Le Roi lui-même n’a cessé de souligner la centralité de ce chantier. «Je ne me lasserai jamais de mettre en avant le rôle de la formation professionnelle, du travail manuel dans l’insertion des jeunes», a-t-il déclaré dans son discours du 20 août 2019. Et d’ajouter que «la promotion de la formation professionnelle est désormais une nécessité impérieuse, non seulement pour créer de nouveaux emplois, mais aussi pour mettre le Maroc en capacité de relever les défis de la compétitivité économique…».

Ces paroles ont d’autant de portée que les dysfonctionnements actuels donnent le sentiment d’un gâchis collectif. Le Roi parlait de «nécessité impérieuse», alors qu’en face, la machine administrative, au lieu de servir cette ambition nationale, s’enlise dans ses propres pesanteurs.

Cette tension entre la direction de l’OFPPT et le ministère de tutelle illustre un mal bien connu de l’Administration marocaine : la difficulté à faire dialoguer les institutions. Entre les services centraux, les agences autonomes et les départements ministériels, les logiques de coordination se heurtent souvent à des égos, des rivalités, voire des calculs politiques. Younes Sekkouri, à la tête d’un portefeuille tentaculaire qui regroupe Inclusion économique, Petite entreprise, Emploi et Compétences, est dans une posture de pilotage transversal, avec de nombreux chantiers prioritaires.

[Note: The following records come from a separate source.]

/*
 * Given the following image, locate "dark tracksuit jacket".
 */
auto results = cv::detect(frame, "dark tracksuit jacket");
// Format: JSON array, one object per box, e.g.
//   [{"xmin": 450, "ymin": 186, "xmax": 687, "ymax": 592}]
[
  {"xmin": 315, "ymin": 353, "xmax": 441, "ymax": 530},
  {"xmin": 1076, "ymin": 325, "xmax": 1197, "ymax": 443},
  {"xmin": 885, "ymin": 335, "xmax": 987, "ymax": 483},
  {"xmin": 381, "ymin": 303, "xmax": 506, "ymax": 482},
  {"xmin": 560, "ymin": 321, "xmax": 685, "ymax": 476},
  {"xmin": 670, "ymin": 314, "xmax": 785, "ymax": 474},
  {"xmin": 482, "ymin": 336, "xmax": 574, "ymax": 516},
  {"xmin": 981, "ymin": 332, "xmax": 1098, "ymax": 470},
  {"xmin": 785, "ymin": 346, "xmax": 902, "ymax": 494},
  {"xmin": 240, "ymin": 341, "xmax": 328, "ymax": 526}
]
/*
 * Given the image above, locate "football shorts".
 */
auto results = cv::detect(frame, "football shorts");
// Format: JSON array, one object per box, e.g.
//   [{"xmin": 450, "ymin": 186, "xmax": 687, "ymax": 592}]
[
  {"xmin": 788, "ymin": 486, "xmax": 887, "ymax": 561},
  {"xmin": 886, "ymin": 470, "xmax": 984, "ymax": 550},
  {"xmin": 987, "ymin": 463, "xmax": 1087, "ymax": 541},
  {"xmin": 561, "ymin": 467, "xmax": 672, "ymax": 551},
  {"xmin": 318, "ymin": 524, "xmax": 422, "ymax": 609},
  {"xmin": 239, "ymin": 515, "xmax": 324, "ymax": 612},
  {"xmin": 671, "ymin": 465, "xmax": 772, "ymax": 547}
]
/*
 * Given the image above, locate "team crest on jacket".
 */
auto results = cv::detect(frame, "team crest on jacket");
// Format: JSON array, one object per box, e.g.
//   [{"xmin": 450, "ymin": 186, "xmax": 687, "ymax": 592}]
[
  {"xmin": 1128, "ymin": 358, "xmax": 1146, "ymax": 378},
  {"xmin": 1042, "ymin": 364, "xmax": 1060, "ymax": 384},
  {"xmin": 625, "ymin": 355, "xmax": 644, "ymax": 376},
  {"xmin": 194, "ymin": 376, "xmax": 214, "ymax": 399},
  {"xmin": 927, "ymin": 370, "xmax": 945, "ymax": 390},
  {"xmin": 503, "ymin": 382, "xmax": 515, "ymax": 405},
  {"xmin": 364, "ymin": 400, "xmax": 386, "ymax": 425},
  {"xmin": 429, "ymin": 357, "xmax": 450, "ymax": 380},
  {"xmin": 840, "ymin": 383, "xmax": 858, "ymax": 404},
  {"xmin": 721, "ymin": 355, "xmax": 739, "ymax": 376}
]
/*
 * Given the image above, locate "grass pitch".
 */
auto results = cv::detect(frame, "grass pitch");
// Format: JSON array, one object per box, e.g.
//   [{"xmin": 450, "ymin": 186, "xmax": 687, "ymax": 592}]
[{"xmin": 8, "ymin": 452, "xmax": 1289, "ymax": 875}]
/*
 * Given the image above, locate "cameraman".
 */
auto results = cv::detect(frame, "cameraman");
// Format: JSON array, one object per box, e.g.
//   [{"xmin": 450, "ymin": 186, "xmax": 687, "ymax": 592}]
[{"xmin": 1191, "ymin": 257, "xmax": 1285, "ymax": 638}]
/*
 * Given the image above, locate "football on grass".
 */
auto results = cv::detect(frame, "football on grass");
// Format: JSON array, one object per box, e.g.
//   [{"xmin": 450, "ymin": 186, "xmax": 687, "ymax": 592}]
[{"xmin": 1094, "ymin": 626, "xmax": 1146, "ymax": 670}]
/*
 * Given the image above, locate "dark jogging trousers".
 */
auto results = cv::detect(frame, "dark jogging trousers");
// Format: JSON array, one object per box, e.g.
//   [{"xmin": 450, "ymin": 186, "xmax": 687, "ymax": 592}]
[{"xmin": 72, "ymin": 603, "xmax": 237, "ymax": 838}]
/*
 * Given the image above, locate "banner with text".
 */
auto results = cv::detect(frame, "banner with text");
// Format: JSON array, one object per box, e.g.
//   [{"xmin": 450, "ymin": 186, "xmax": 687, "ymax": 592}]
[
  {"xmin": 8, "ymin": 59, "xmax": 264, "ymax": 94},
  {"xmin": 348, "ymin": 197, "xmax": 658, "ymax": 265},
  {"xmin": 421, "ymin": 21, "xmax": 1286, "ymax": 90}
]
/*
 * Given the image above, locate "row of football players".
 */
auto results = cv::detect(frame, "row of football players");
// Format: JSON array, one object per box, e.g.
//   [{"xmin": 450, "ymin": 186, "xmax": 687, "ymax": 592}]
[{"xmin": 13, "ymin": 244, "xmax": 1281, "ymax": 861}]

En face, Loubna Tricha défend un établissement qui «exerce ses missions avec transparence et rigueur, dans le strict respect des procédures financières et administratives» et qui «refuse d’être entraîné dans des polémiques politiques ou des justifications inexactes». Son communiqué, à la fois institutionnel et offensif, marque une rare fermeté, pour ne pas dire agressivité à l’égard d’une tutelle ministérielle.

Un secteur sous tension

Le cas Tricha-Sekkouri n’est d’ailleurs pas isolé. En juin dernier, Imane Belmaati, Directrice générale de l'Agence nationale de promotion de l'emploi et des compétences (ANAPEC), a été limogée quatorze mois seulement après sa nomination. Une révocation actée par le chef de gouvernement, sur proposition de Sekkouri, au motif de manquements dans la mise en œuvre de la feuille de route stratégique de l’Agence.

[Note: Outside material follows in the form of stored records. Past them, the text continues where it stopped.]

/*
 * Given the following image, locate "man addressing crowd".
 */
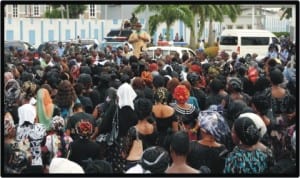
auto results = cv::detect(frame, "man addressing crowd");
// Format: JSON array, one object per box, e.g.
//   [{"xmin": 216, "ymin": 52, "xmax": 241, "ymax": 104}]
[{"xmin": 128, "ymin": 22, "xmax": 151, "ymax": 58}]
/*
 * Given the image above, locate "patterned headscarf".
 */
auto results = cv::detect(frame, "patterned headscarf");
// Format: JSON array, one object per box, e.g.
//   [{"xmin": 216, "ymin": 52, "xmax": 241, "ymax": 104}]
[
  {"xmin": 4, "ymin": 79, "xmax": 21, "ymax": 103},
  {"xmin": 4, "ymin": 112, "xmax": 15, "ymax": 136},
  {"xmin": 198, "ymin": 106, "xmax": 230, "ymax": 142},
  {"xmin": 51, "ymin": 116, "xmax": 65, "ymax": 132},
  {"xmin": 239, "ymin": 113, "xmax": 266, "ymax": 138},
  {"xmin": 154, "ymin": 87, "xmax": 168, "ymax": 104},
  {"xmin": 173, "ymin": 85, "xmax": 190, "ymax": 104},
  {"xmin": 36, "ymin": 88, "xmax": 54, "ymax": 131}
]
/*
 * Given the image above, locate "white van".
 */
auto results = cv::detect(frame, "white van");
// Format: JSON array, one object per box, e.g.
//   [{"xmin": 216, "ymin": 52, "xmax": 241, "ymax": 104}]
[{"xmin": 219, "ymin": 29, "xmax": 280, "ymax": 59}]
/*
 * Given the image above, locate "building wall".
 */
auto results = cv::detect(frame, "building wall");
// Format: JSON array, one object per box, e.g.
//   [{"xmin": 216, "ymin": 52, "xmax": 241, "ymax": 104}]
[{"xmin": 4, "ymin": 16, "xmax": 291, "ymax": 46}]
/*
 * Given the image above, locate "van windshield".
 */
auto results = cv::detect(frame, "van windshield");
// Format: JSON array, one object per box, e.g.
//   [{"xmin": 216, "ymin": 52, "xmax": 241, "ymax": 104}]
[
  {"xmin": 241, "ymin": 37, "xmax": 269, "ymax": 45},
  {"xmin": 220, "ymin": 36, "xmax": 238, "ymax": 45}
]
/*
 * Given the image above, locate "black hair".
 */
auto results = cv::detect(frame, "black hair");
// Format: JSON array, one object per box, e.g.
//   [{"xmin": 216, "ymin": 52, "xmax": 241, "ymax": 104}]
[
  {"xmin": 134, "ymin": 98, "xmax": 153, "ymax": 120},
  {"xmin": 82, "ymin": 159, "xmax": 113, "ymax": 174},
  {"xmin": 209, "ymin": 78, "xmax": 223, "ymax": 94},
  {"xmin": 187, "ymin": 72, "xmax": 200, "ymax": 87},
  {"xmin": 140, "ymin": 146, "xmax": 170, "ymax": 173},
  {"xmin": 153, "ymin": 75, "xmax": 165, "ymax": 88},
  {"xmin": 251, "ymin": 93, "xmax": 271, "ymax": 115},
  {"xmin": 170, "ymin": 131, "xmax": 190, "ymax": 156},
  {"xmin": 227, "ymin": 100, "xmax": 248, "ymax": 128},
  {"xmin": 234, "ymin": 117, "xmax": 260, "ymax": 146},
  {"xmin": 269, "ymin": 68, "xmax": 283, "ymax": 85}
]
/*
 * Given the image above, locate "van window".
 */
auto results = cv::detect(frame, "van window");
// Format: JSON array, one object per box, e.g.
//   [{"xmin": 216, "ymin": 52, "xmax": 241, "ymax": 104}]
[
  {"xmin": 220, "ymin": 36, "xmax": 238, "ymax": 45},
  {"xmin": 272, "ymin": 37, "xmax": 280, "ymax": 44},
  {"xmin": 241, "ymin": 37, "xmax": 269, "ymax": 45}
]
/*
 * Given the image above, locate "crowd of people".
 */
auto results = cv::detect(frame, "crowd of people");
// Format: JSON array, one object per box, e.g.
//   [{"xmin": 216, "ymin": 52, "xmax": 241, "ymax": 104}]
[{"xmin": 3, "ymin": 29, "xmax": 297, "ymax": 175}]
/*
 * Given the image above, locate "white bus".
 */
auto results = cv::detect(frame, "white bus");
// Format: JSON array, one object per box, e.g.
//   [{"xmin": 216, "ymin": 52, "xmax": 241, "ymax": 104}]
[{"xmin": 219, "ymin": 29, "xmax": 280, "ymax": 60}]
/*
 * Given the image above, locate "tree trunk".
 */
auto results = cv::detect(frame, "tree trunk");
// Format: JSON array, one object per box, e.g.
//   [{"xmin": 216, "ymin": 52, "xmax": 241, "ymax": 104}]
[
  {"xmin": 189, "ymin": 32, "xmax": 196, "ymax": 49},
  {"xmin": 66, "ymin": 5, "xmax": 69, "ymax": 19},
  {"xmin": 166, "ymin": 24, "xmax": 170, "ymax": 41},
  {"xmin": 189, "ymin": 17, "xmax": 197, "ymax": 49},
  {"xmin": 60, "ymin": 5, "xmax": 64, "ymax": 19},
  {"xmin": 208, "ymin": 19, "xmax": 214, "ymax": 47}
]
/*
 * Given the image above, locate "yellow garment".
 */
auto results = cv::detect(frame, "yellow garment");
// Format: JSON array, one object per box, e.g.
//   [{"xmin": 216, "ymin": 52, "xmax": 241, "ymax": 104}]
[{"xmin": 128, "ymin": 30, "xmax": 150, "ymax": 58}]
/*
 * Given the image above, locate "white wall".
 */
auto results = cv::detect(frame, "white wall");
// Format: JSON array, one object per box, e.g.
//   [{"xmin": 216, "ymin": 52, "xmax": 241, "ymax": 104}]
[{"xmin": 4, "ymin": 16, "xmax": 292, "ymax": 46}]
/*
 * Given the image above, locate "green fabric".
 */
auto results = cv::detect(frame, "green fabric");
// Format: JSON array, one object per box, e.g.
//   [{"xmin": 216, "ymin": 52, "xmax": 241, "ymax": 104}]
[{"xmin": 36, "ymin": 89, "xmax": 54, "ymax": 131}]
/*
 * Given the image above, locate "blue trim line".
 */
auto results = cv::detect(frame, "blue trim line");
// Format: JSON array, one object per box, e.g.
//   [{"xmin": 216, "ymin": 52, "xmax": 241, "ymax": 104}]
[
  {"xmin": 101, "ymin": 21, "xmax": 104, "ymax": 41},
  {"xmin": 59, "ymin": 21, "xmax": 61, "ymax": 41},
  {"xmin": 89, "ymin": 21, "xmax": 91, "ymax": 39},
  {"xmin": 41, "ymin": 20, "xmax": 44, "ymax": 43},
  {"xmin": 20, "ymin": 20, "xmax": 23, "ymax": 40}
]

De l’ANAPEC à l’OFPPT, le constat est donc le même : ces dossiers interrogent le modèle de gouvernance des politiques publiques. Et ont ceci de commun qu’ils ont des incidences sur le marché du travail. En effet, dans un pays où le taux de chômage s’établit à 13,1% au troisième trimestre 2025 (1.629.000 personnes au niveau national) et atteint 38,4% parmi les jeunes âgés de 15 à 24 ans et 19% chez les diplômés, ces deux établissements constituent des leviers majeurs de l’insertion professionnelle des jeunes.

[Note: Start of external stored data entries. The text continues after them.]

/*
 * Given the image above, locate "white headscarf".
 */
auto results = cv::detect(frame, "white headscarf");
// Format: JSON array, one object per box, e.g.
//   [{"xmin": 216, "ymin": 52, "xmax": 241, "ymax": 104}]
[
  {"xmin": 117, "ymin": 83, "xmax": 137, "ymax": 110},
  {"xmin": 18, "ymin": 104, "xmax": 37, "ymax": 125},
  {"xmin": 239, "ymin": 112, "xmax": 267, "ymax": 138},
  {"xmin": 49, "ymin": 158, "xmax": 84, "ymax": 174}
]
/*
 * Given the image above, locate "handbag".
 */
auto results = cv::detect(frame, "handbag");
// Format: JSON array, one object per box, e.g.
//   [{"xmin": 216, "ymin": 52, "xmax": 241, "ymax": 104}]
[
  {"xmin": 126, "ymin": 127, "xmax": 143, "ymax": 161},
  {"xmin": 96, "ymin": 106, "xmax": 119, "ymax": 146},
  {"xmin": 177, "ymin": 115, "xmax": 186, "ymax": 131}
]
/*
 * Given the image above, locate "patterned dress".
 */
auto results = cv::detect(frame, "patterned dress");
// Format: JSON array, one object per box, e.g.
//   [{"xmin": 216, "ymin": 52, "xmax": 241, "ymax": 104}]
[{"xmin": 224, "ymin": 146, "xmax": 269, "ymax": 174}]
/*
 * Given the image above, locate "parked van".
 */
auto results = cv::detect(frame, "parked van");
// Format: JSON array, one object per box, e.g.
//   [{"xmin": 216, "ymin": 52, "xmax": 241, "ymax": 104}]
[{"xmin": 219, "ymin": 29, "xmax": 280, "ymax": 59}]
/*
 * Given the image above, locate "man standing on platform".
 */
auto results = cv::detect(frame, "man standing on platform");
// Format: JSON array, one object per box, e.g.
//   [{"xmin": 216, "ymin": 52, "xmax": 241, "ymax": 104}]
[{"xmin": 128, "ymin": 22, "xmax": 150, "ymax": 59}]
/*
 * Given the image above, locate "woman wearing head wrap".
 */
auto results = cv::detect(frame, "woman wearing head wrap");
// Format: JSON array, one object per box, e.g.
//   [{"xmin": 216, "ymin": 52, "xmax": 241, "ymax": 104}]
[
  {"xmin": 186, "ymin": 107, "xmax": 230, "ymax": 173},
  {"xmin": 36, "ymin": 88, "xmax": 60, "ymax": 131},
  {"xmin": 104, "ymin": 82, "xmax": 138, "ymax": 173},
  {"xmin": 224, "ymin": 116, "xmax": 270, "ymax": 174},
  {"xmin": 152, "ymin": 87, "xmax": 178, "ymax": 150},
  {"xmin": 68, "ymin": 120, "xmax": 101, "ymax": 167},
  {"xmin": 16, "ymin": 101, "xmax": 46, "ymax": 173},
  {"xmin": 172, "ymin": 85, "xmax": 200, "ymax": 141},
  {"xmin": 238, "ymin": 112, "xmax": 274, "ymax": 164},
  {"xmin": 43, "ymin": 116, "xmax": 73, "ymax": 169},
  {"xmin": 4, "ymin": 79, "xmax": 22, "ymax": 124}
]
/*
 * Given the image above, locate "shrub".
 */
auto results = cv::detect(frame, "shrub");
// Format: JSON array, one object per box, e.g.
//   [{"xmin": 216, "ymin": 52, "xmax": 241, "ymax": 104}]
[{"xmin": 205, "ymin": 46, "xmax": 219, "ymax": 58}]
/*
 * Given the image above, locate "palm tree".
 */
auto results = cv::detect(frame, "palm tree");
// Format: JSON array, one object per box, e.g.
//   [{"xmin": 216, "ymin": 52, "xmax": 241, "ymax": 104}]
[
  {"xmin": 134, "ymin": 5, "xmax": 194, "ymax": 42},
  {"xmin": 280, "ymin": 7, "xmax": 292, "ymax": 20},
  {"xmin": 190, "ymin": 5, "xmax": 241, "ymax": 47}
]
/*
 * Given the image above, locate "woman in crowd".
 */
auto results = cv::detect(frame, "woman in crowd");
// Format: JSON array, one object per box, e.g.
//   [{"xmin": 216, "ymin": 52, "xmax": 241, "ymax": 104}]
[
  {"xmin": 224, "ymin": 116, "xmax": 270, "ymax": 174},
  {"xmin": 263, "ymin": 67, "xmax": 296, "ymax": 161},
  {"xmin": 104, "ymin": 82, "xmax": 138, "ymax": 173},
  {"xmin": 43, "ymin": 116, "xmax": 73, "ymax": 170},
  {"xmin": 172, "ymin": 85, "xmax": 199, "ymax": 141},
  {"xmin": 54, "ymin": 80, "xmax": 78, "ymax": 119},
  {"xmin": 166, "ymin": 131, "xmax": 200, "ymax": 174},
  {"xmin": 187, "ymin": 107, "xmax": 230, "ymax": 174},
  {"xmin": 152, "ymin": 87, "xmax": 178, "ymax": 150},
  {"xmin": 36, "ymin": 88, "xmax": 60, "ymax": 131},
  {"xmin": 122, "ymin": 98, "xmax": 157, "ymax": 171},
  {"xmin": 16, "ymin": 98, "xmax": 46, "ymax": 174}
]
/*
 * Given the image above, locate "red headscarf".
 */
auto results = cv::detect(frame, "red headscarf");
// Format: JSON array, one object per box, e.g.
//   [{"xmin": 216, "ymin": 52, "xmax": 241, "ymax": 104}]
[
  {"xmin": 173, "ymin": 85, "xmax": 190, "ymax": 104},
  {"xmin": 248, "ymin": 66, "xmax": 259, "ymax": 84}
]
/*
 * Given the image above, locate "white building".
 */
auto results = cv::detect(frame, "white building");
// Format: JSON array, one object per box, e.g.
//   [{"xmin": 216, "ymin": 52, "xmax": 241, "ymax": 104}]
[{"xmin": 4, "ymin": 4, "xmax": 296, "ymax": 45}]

Quand l’OFPPT prépare et qualifie en adaptant la nature des formations du capital travail aux besoins réels du tissu productif, l’ANAPEC oriente, met en relation et accompagne l’insertion. Ils sont ainsi au cœur de l’action publique visant à réduire le gap entre formation et emploi, et en conséquence le taux de chômage. C’est dire que lorsque l’un des maillons se grippe, c’est la chaîne entière de l’insertion professionnelle qui s’enraie.